Jones, haber izleyicilerinin yardım kuruluşlarının günlük olarak boğuştuğu sorunlara daha derinlemesine ve derinlemesine yer verildiğini fark etti. Afet raporlarında sıklıkla gözden kaçırılan temel sağlık ve çevre sorunları, tsunami sırasında ele alındı ve o zamandan beri diğer felaketlerde de genişletildi.
Ancak yinelenen, en kalıcı ve ölümcül sorunların kapsama alınmaması ikilemi devam ediyor. Webb, insanların çoğunluğunun kronik, uzun vadeli açlıktan ölmesine rağmen, WFP'nin neredeyse tüm finansmanının yalnızca kısa vadeli afet yardımı için olduğunu belirtiyor.
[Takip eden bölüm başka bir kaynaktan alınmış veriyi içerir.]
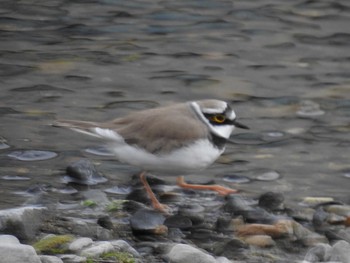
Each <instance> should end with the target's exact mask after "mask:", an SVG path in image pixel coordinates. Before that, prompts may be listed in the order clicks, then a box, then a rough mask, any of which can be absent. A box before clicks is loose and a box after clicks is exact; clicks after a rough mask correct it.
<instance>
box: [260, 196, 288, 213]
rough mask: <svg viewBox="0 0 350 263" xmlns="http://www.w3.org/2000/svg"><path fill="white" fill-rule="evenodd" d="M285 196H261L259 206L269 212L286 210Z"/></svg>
mask: <svg viewBox="0 0 350 263" xmlns="http://www.w3.org/2000/svg"><path fill="white" fill-rule="evenodd" d="M283 202H284V196H283V195H282V194H280V193H274V192H267V193H265V194H263V195H261V196H260V198H259V206H260V207H262V208H264V209H267V210H269V211H279V210H283V209H284V204H283Z"/></svg>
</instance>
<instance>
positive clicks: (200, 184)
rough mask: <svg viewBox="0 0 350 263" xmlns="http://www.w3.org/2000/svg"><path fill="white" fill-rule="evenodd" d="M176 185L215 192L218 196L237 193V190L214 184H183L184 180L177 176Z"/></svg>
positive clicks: (184, 187)
mask: <svg viewBox="0 0 350 263" xmlns="http://www.w3.org/2000/svg"><path fill="white" fill-rule="evenodd" d="M177 185H178V186H180V187H183V188H189V189H197V190H210V191H216V192H218V193H219V194H220V195H229V194H233V193H237V190H235V189H230V188H226V187H223V186H221V185H216V184H215V185H201V184H188V183H186V182H185V179H184V177H183V176H179V177H178V178H177Z"/></svg>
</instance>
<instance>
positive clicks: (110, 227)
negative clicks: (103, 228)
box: [97, 216, 113, 230]
mask: <svg viewBox="0 0 350 263" xmlns="http://www.w3.org/2000/svg"><path fill="white" fill-rule="evenodd" d="M97 224H98V225H100V226H102V227H103V228H106V229H110V230H111V229H113V223H112V220H111V218H110V217H109V216H102V217H99V218H98V219H97Z"/></svg>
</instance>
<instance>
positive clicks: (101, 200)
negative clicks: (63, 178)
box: [82, 189, 110, 208]
mask: <svg viewBox="0 0 350 263" xmlns="http://www.w3.org/2000/svg"><path fill="white" fill-rule="evenodd" d="M82 195H83V197H84V199H85V200H88V201H91V202H93V203H95V204H96V206H98V208H102V207H106V206H107V205H108V204H109V203H110V201H109V199H108V197H107V195H106V193H104V192H103V191H101V190H98V189H89V190H87V191H84V192H82Z"/></svg>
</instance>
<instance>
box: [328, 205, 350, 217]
mask: <svg viewBox="0 0 350 263" xmlns="http://www.w3.org/2000/svg"><path fill="white" fill-rule="evenodd" d="M324 210H325V211H326V212H328V213H334V214H336V215H339V216H344V217H349V216H350V206H348V205H336V204H334V205H327V206H325V207H324Z"/></svg>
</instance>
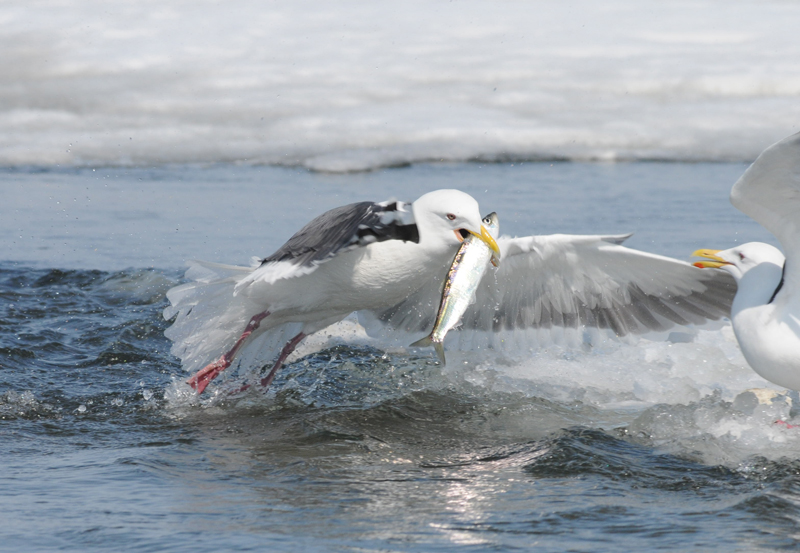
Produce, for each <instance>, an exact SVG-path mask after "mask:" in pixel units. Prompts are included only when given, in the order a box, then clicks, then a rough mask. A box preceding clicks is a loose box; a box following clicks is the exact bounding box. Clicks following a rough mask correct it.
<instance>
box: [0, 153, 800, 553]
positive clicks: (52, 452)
mask: <svg viewBox="0 0 800 553" xmlns="http://www.w3.org/2000/svg"><path fill="white" fill-rule="evenodd" d="M743 168H744V166H743V165H742V164H689V165H686V164H674V163H673V164H670V163H639V164H615V165H602V164H570V163H562V164H552V165H551V164H549V163H547V164H544V163H542V164H525V165H522V166H520V165H514V166H511V165H488V166H482V165H477V164H467V165H431V166H425V165H422V166H414V167H411V168H405V169H393V170H388V171H384V172H376V173H369V174H364V175H357V176H352V175H351V176H347V177H346V176H330V175H320V174H313V173H307V172H304V171H298V170H291V169H280V168H269V167H261V168H259V167H245V168H243V167H236V166H225V165H221V166H215V167H210V168H197V167H172V168H160V169H132V170H118V169H113V170H102V171H100V170H99V169H98V170H97V171H93V170H91V169H85V170H76V171H21V170H15V171H6V172H3V173H0V180H1V182H0V184H2V185H3V186H4V190H6V191H13V192H9V193H8V194H7V196H6V200H5V202H6V203H5V207H4V214H5V217H4V219H3V221H0V225H2V230H3V236H4V238H2V239H1V240H0V243H2V246H3V248H4V249H3V251H4V252H5V253H4V259H3V260H2V261H0V435H2V439H0V459H2V461H0V464H1V465H2V471H0V505H2V508H3V512H4V518H5V521H4V525H3V530H2V531H0V534H2V537H3V539H2V543H0V549H5V550H9V551H12V550H13V551H16V550H70V551H93V550H103V551H106V550H127V551H162V550H171V551H195V552H197V551H220V550H252V549H255V550H281V551H330V550H338V551H387V550H389V551H395V550H397V551H426V552H427V551H437V550H453V549H459V550H469V551H489V550H511V549H523V550H526V549H537V550H542V551H566V550H571V551H619V550H628V551H631V550H643V551H647V550H682V551H702V550H708V551H711V550H722V549H725V550H734V551H772V550H776V549H795V548H797V547H798V545H800V533H798V522H800V461H799V460H800V432H799V431H797V430H793V429H788V428H786V427H785V426H782V425H776V424H774V421H775V420H776V419H783V420H788V421H789V422H795V412H794V410H793V408H792V407H791V406H790V405H789V401H788V399H787V398H786V396H779V397H778V398H777V399H776V400H775V401H774V402H773V403H772V404H771V405H769V406H761V407H754V404H753V403H752V402H751V403H748V396H747V394H746V393H745V394H743V392H744V391H745V390H747V389H748V388H752V387H768V386H769V384H768V383H766V382H764V381H763V380H761V379H760V378H759V377H757V376H756V375H755V374H754V373H753V372H752V371H750V370H749V369H748V368H747V367H746V365H745V364H744V360H743V359H742V358H741V355H740V354H739V352H738V350H737V348H736V344H735V342H734V340H733V337H732V335H731V332H730V328H729V327H723V328H718V329H709V330H704V331H700V332H699V333H698V334H697V335H696V336H695V337H694V338H693V339H689V340H688V341H680V340H679V341H676V342H675V343H671V342H663V341H648V340H642V341H635V342H631V343H620V344H615V345H610V346H608V347H606V348H604V349H602V350H597V351H593V352H575V351H563V350H559V349H558V348H548V349H544V350H542V351H540V352H539V353H537V354H535V355H533V356H527V357H524V358H521V359H520V358H511V357H507V356H496V357H492V356H489V357H484V358H481V359H476V358H471V357H469V356H467V355H462V356H459V355H458V354H456V353H455V352H453V354H452V359H453V360H454V362H452V363H451V364H450V365H448V367H447V368H442V367H440V366H438V365H437V364H436V363H435V357H434V356H433V355H430V356H419V355H411V354H409V353H408V352H406V351H403V350H390V351H384V350H383V349H381V348H380V347H376V346H372V345H359V344H349V343H347V342H346V341H345V342H341V343H338V344H337V345H335V346H333V347H330V348H327V349H323V350H321V351H318V352H316V353H312V354H310V355H308V356H306V357H304V358H303V359H301V360H299V361H298V362H296V363H293V364H291V365H290V366H288V367H286V368H285V369H284V370H282V371H281V372H280V373H279V376H278V379H277V381H276V384H275V386H274V389H273V391H272V392H270V393H269V394H267V395H266V396H264V395H261V394H259V393H255V392H254V393H252V394H246V395H244V396H243V397H239V398H235V399H225V398H223V397H217V396H215V395H214V394H213V393H212V394H209V396H208V397H207V398H206V399H204V400H203V401H197V400H196V399H194V398H193V397H192V396H191V394H188V393H187V392H186V388H185V387H182V386H181V385H180V382H181V380H182V379H183V378H185V376H186V375H185V374H183V373H182V372H181V370H180V367H179V365H178V364H177V362H176V360H175V359H174V358H172V357H171V356H170V355H169V354H168V349H169V343H168V341H167V340H166V339H165V338H164V336H163V331H164V329H165V328H166V323H165V322H164V321H163V320H162V318H161V310H162V309H163V308H164V307H165V305H166V301H165V298H164V293H165V291H166V290H167V289H168V288H169V287H170V286H172V285H174V284H175V283H177V282H179V281H180V279H181V272H182V271H181V268H180V267H181V264H182V262H183V260H184V259H186V258H193V257H200V258H204V259H212V260H217V261H224V262H239V263H244V262H246V261H247V259H248V258H249V256H250V255H263V254H265V253H269V251H271V250H272V249H274V248H275V247H277V245H279V244H280V243H281V241H282V240H283V239H284V238H286V237H287V236H288V235H290V234H291V232H292V231H293V230H295V229H296V228H298V227H299V226H301V224H302V223H303V222H305V221H306V220H307V219H308V218H309V217H310V216H311V215H313V214H314V213H318V212H319V211H321V210H322V209H324V208H326V207H329V204H330V205H337V204H341V203H346V202H348V201H351V199H353V198H358V199H362V198H374V199H383V198H387V197H389V196H392V195H394V196H397V197H400V198H403V199H413V198H415V197H416V196H417V195H418V194H419V193H421V192H422V191H425V190H429V189H432V188H437V187H441V186H442V185H450V186H458V187H459V188H461V189H463V190H466V191H468V192H470V193H472V194H473V195H475V196H476V197H477V198H478V199H479V200H480V202H481V206H482V209H484V210H486V211H488V210H497V211H498V213H500V216H501V224H504V225H505V227H504V230H505V231H506V232H509V233H512V234H528V233H531V232H539V233H544V232H557V231H559V232H576V233H579V232H624V231H636V232H637V235H636V236H635V237H634V238H632V239H631V242H632V244H633V245H635V246H637V247H639V248H641V249H647V250H650V251H655V252H659V253H666V254H670V255H674V256H678V257H684V258H685V257H686V256H687V255H688V254H689V253H690V252H691V251H693V250H694V249H696V248H699V247H713V246H719V247H727V246H729V245H732V243H734V242H741V241H746V240H750V239H768V238H769V237H768V236H767V235H766V233H765V232H764V231H763V230H762V229H760V228H759V227H758V226H757V225H755V223H752V222H751V221H749V220H747V219H746V218H745V217H744V216H742V215H741V214H738V213H737V212H736V211H735V210H733V208H732V207H730V206H729V205H728V204H727V200H726V194H727V191H728V189H729V187H730V184H731V183H732V182H733V180H735V178H736V177H737V176H738V174H739V173H741V171H742V170H743ZM221 183H222V184H224V186H223V185H221ZM304 202H308V204H309V205H306V204H305V203H304ZM448 355H449V356H450V354H448ZM749 399H752V398H749ZM795 399H797V397H796V396H795ZM796 406H797V402H795V408H796Z"/></svg>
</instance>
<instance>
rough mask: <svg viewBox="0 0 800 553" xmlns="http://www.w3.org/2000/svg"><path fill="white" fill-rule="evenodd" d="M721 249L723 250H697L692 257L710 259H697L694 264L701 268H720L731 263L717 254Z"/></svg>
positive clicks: (708, 268) (720, 251)
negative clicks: (702, 257)
mask: <svg viewBox="0 0 800 553" xmlns="http://www.w3.org/2000/svg"><path fill="white" fill-rule="evenodd" d="M721 251H722V250H697V251H696V252H694V253H693V254H692V257H704V258H705V259H709V260H710V261H705V260H703V261H695V262H694V263H693V265H694V266H695V267H700V268H701V269H718V268H720V267H722V266H723V265H731V263H729V262H727V261H725V260H724V259H722V258H721V257H720V256H718V255H717V254H718V253H719V252H721Z"/></svg>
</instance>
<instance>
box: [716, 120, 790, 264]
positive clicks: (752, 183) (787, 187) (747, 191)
mask: <svg viewBox="0 0 800 553" xmlns="http://www.w3.org/2000/svg"><path fill="white" fill-rule="evenodd" d="M731 203H732V204H733V205H734V206H735V207H736V208H737V209H738V210H740V211H741V212H743V213H744V214H746V215H749V216H750V217H752V218H753V219H755V220H756V221H758V222H759V223H761V225H763V226H764V228H766V229H767V230H769V231H770V232H771V233H772V234H774V235H775V236H776V237H777V238H778V240H779V241H780V243H781V245H782V246H783V249H784V250H785V251H787V252H796V251H799V249H800V243H798V240H800V229H799V228H798V224H800V133H797V134H794V135H792V136H790V137H788V138H784V139H783V140H781V141H780V142H778V143H777V144H773V145H772V146H770V147H769V148H767V149H766V150H764V151H763V152H762V153H761V155H760V156H758V158H757V159H756V160H755V161H754V162H753V164H752V165H751V166H750V167H748V169H747V171H745V172H744V174H743V175H742V176H741V177H740V178H739V180H738V181H736V184H734V185H733V189H732V190H731Z"/></svg>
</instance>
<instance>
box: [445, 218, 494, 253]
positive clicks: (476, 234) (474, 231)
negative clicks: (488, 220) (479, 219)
mask: <svg viewBox="0 0 800 553" xmlns="http://www.w3.org/2000/svg"><path fill="white" fill-rule="evenodd" d="M464 230H465V231H467V232H468V233H470V234H472V235H474V236H477V237H478V238H480V239H481V240H483V241H484V242H485V243H486V245H487V246H489V249H491V250H492V251H493V252H494V253H495V255H496V256H497V257H498V258H499V257H500V247H499V246H498V245H497V242H495V240H494V238H492V235H491V234H489V231H488V230H486V227H485V226H483V225H481V233H480V234H478V233H477V232H475V231H473V230H469V229H464ZM456 236H458V239H459V240H461V241H463V240H464V238H463V237H462V236H461V234H459V232H456Z"/></svg>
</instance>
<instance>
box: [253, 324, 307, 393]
mask: <svg viewBox="0 0 800 553" xmlns="http://www.w3.org/2000/svg"><path fill="white" fill-rule="evenodd" d="M305 337H306V335H305V334H303V333H302V332H301V333H300V334H298V335H297V336H295V337H294V338H292V339H291V340H289V341H288V342H286V345H285V346H283V349H282V350H281V354H280V356H279V357H278V360H277V361H275V364H274V365H272V370H271V371H269V374H268V375H267V376H266V377H265V378H262V379H261V385H262V386H263V387H264V388H265V389H266V388H268V387H269V385H270V384H272V379H273V378H275V373H276V372H278V369H280V368H281V365H283V362H284V361H286V358H287V357H289V355H291V353H292V352H293V351H294V348H296V347H297V344H299V343H300V342H301V341H302V340H303V338H305Z"/></svg>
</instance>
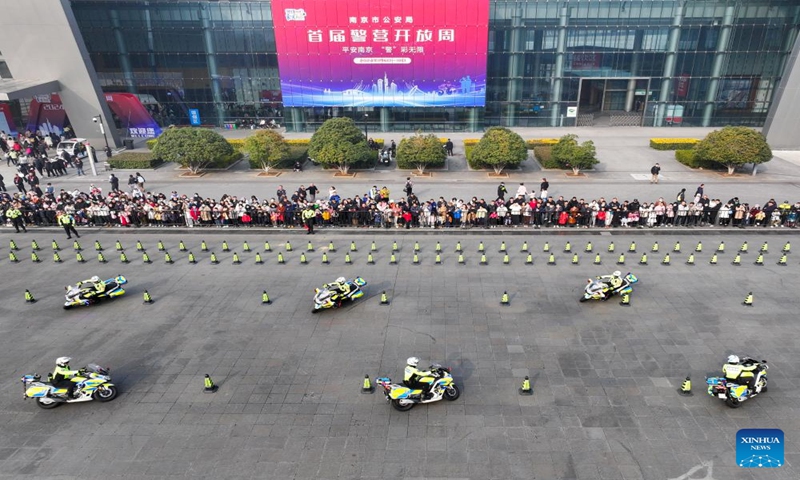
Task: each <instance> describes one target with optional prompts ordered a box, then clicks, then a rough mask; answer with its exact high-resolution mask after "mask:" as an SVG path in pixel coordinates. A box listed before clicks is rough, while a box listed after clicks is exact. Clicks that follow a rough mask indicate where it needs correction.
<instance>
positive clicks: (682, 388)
mask: <svg viewBox="0 0 800 480" xmlns="http://www.w3.org/2000/svg"><path fill="white" fill-rule="evenodd" d="M678 393H680V394H681V395H683V396H685V397H689V396H692V380H691V379H690V378H689V377H688V376H687V377H686V380H684V381H683V382H682V383H681V388H679V389H678Z"/></svg>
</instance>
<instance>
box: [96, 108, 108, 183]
mask: <svg viewBox="0 0 800 480" xmlns="http://www.w3.org/2000/svg"><path fill="white" fill-rule="evenodd" d="M92 120H94V121H95V122H97V121H98V120H99V121H100V133H102V134H103V140H104V141H105V142H106V158H111V148H110V147H109V146H108V137H106V129H105V127H103V115H100V114H98V115H97V116H96V117H94V118H93V119H92ZM92 170H94V169H92Z"/></svg>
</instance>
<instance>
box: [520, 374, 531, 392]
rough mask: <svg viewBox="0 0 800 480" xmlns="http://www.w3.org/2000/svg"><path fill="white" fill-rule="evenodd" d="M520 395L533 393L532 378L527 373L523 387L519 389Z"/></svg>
mask: <svg viewBox="0 0 800 480" xmlns="http://www.w3.org/2000/svg"><path fill="white" fill-rule="evenodd" d="M519 394H520V395H533V389H532V388H531V379H530V377H528V376H527V375H526V376H525V380H523V381H522V387H521V388H520V389H519Z"/></svg>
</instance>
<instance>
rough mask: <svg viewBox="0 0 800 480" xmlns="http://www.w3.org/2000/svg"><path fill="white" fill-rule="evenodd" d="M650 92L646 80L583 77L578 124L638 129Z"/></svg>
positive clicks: (640, 122)
mask: <svg viewBox="0 0 800 480" xmlns="http://www.w3.org/2000/svg"><path fill="white" fill-rule="evenodd" d="M651 93H652V92H650V79H649V78H637V77H630V78H582V79H581V81H580V87H579V89H578V122H577V125H578V126H609V127H640V126H642V124H643V121H644V114H645V112H646V111H647V103H648V101H649V100H650V99H651V95H650V94H651Z"/></svg>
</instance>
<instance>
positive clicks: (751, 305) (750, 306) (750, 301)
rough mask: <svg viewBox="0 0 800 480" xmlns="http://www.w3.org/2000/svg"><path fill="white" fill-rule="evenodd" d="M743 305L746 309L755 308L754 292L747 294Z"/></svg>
mask: <svg viewBox="0 0 800 480" xmlns="http://www.w3.org/2000/svg"><path fill="white" fill-rule="evenodd" d="M742 305H744V306H746V307H752V306H753V292H749V293H748V294H747V296H746V297H744V302H742Z"/></svg>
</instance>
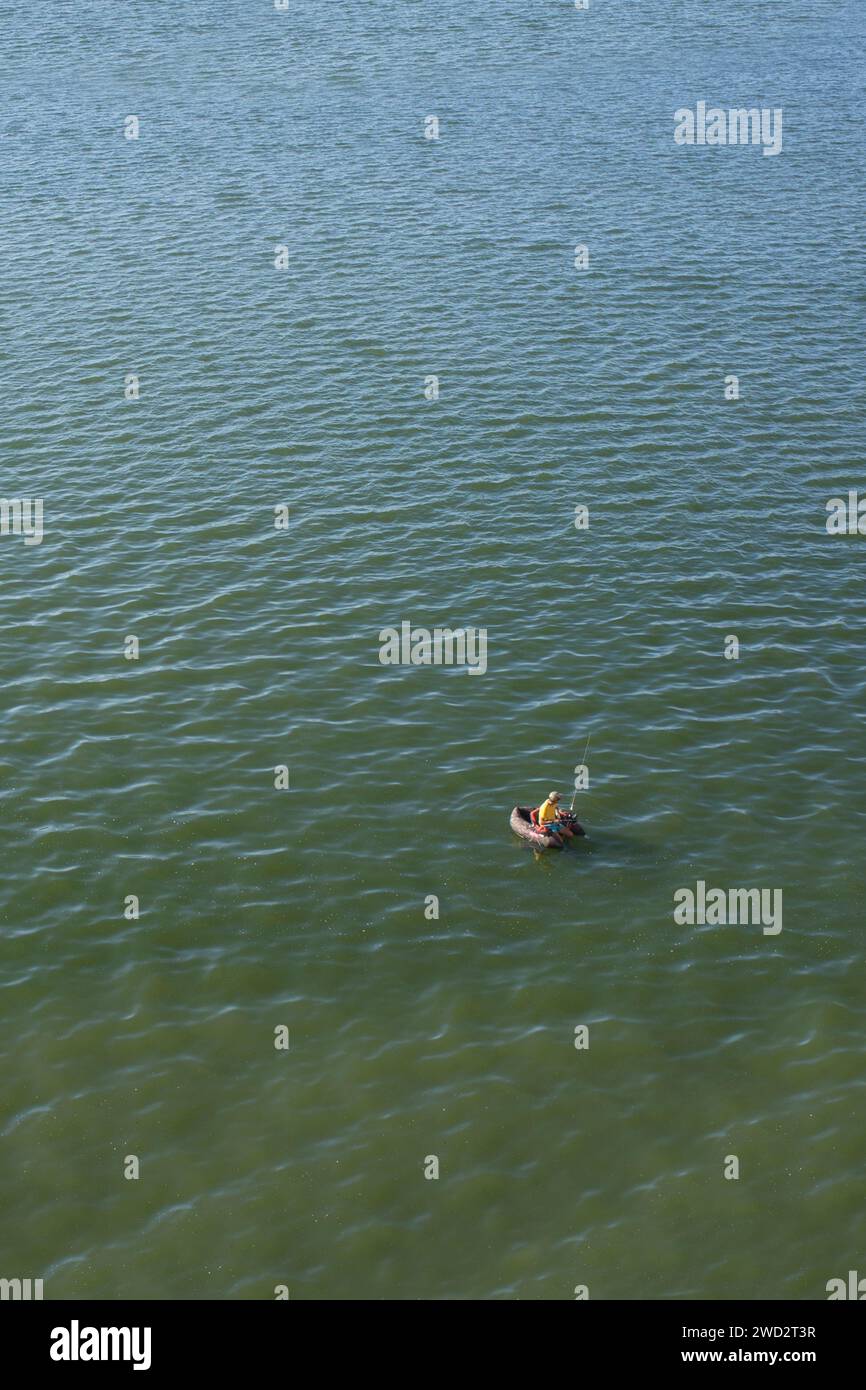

"Yüzde doksanı, çoğu insanın aklına bile gelmeyen yerlerde kamera karşısında ölüyor. Bunlar gecekondu mahalleleri, bunlar genellikle insanların yeterince yiyecek alamadıkları, pislikten fakir kırsal alanlar. bir savaş, kuraklık, sel ya da deprem yaşadık."
Webb, açlığın AIDS ve tüberkülozun toplamından daha fazla insanı öldürdüğünü çoğu insanın bilmemesinin üzücü olduğunu söylüyor.
Webb, "Haber kapsamına bakılırsa çoğu insanın bunu bilmemesi affedilir çünkü daha fazla haber bu büyük konulara odaklanma eğilimindedir" diyor. "Bu onları azaltmak için değil ama sayısal açıdan açlık o kadar da büyük bir hikaye değil."
ZNetwork yalnızca okuyucularının cömertliğiyle finanse edilmektedir.